Even though the Israelites had misused the word during Jesus’ triumphal entry, not really understanding what sort of deliverance God intended to give, we can find great meaning through this word and apply it to our own lives.
Worship leaders and Christian songwriters intentionally play and sing lyrics using this word because of its meaning.
First, we can learn that deliverance doesn’t always appear how we expect it.
We may want God to remove a thorn out of our side (2 Corinthians 12:7-9).
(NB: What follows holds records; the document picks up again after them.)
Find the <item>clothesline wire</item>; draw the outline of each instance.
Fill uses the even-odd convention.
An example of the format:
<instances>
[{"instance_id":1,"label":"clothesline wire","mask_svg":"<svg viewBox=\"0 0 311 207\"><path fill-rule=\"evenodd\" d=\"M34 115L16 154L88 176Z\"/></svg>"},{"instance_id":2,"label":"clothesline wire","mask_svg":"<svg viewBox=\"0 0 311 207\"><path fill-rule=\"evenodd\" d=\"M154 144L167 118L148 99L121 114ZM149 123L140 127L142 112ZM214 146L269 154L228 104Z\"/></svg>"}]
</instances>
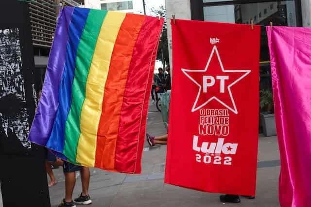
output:
<instances>
[{"instance_id":1,"label":"clothesline wire","mask_svg":"<svg viewBox=\"0 0 311 207\"><path fill-rule=\"evenodd\" d=\"M61 6L60 5L58 5L58 4L52 4L52 3L42 3L42 2L37 2L36 1L35 1L34 0L16 0L17 1L21 1L21 2L27 2L27 3L36 3L38 4L45 4L45 5L50 5L51 6ZM171 20L173 20L173 18L171 18ZM244 25L250 25L251 26L251 24L244 24ZM259 26L260 27L269 27L269 26L271 26L271 25L260 25L260 24L254 24L254 26ZM275 25L273 25L275 26Z\"/></svg>"}]
</instances>

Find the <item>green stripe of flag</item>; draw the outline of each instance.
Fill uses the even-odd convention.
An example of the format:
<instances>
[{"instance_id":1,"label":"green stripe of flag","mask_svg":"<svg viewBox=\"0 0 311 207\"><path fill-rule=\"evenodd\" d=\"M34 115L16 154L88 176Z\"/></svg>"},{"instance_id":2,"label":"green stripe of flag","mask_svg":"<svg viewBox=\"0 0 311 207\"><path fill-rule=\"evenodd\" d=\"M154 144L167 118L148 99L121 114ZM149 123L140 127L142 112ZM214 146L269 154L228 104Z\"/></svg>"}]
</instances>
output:
<instances>
[{"instance_id":1,"label":"green stripe of flag","mask_svg":"<svg viewBox=\"0 0 311 207\"><path fill-rule=\"evenodd\" d=\"M72 86L72 99L65 126L63 154L68 161L76 163L77 146L80 134L80 116L86 97L87 75L97 38L106 11L91 9L82 33L77 52L76 69Z\"/></svg>"}]
</instances>

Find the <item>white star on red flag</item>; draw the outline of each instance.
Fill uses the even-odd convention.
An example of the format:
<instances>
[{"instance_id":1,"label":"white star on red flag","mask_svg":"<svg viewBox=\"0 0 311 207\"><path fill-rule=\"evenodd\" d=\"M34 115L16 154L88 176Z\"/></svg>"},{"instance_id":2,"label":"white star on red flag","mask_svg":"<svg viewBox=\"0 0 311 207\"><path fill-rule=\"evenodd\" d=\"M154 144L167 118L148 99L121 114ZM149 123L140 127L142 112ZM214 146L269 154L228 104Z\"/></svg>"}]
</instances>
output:
<instances>
[{"instance_id":1,"label":"white star on red flag","mask_svg":"<svg viewBox=\"0 0 311 207\"><path fill-rule=\"evenodd\" d=\"M182 68L181 70L199 87L192 112L215 100L234 113L238 114L231 87L248 75L250 70L225 70L216 46L213 47L204 69Z\"/></svg>"}]
</instances>

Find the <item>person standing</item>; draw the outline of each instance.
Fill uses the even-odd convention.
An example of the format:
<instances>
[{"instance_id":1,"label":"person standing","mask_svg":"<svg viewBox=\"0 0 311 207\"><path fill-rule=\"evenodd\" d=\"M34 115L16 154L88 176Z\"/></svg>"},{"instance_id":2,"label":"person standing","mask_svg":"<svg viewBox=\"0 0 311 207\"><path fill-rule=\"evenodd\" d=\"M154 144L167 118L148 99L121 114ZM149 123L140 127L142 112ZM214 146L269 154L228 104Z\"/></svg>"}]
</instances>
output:
<instances>
[{"instance_id":1,"label":"person standing","mask_svg":"<svg viewBox=\"0 0 311 207\"><path fill-rule=\"evenodd\" d=\"M92 203L88 195L88 186L90 173L89 169L86 167L75 165L64 161L64 174L65 174L65 198L58 207L76 207L75 204L88 205ZM76 171L80 171L81 175L82 192L78 198L72 200L72 193L76 184Z\"/></svg>"},{"instance_id":2,"label":"person standing","mask_svg":"<svg viewBox=\"0 0 311 207\"><path fill-rule=\"evenodd\" d=\"M159 71L159 73L156 75L155 81L156 81L156 86L160 87L160 90L158 92L158 93L162 94L165 92L164 84L165 82L165 79L164 78L163 69L161 67L159 67L158 71Z\"/></svg>"},{"instance_id":3,"label":"person standing","mask_svg":"<svg viewBox=\"0 0 311 207\"><path fill-rule=\"evenodd\" d=\"M42 91L40 91L38 94L39 100L41 98L42 93ZM51 181L48 184L48 186L51 187L57 184L57 181L55 178L55 176L54 176L54 173L52 170L52 165L54 166L60 166L63 164L63 162L46 148L45 148L45 168L51 180Z\"/></svg>"},{"instance_id":4,"label":"person standing","mask_svg":"<svg viewBox=\"0 0 311 207\"><path fill-rule=\"evenodd\" d=\"M154 93L156 94L156 100L157 101L157 92L156 90L156 74L154 74L152 79L152 88L151 88L151 98L152 98L152 103L155 103L155 96Z\"/></svg>"},{"instance_id":5,"label":"person standing","mask_svg":"<svg viewBox=\"0 0 311 207\"><path fill-rule=\"evenodd\" d=\"M166 68L167 75L165 78L165 90L171 90L172 89L172 84L171 83L171 72L170 67L167 66Z\"/></svg>"}]
</instances>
We may want deliverance from a difficult family circumstance, or financial troubles, or any other plentiful items we could add to our list of trials.
But through the word Hosanna, we remind ourselves of the salvation that truly matters: That God chose to die on the cross for our sins so that we may be granted a chance to enter eternity with him.
God may not topple our Rome, but he does defeat our sin, which is a far greater enemy and oppressor.
Second, we can learn that we can praise God in the midst of our needing his help.
Hosanna is a happy declaration. You may have heard the song “It Is Well with My Soul.” The lyrics encourage us to praise God no matter what circumstances we’ve landed in life.
No matter what season we’ve entered, a time to be born, a time to die, etc. (Ecclesiastes 3) that we know that he has delivered us, and he will ultimately deliver us from the sorrows we experience in this lifetime.
The Israelites didn’t know exactly what they’d proclaimed when Jesus entered Jerusalem. They’d had a history of winding up under oppressive powers and then God sending someone to deliver them. We see this during the time of the Judges and beyond, all the way through the Maccabean revolt.
They went into the holy week with some unholy expectations. With some palm branches, they thought they could appease God to overcome whatever struggles they dictated.
But God sees beyond what they think they need and shows them true deliverance. They cry Hosanna, and God ultimately appeals to that call by dying on a cross for them.
In the same way, we may be calling out Hosanna for littler things that God may not always grant. But he provides us with a far greater deliverance and deliverer than we could have ever imagined.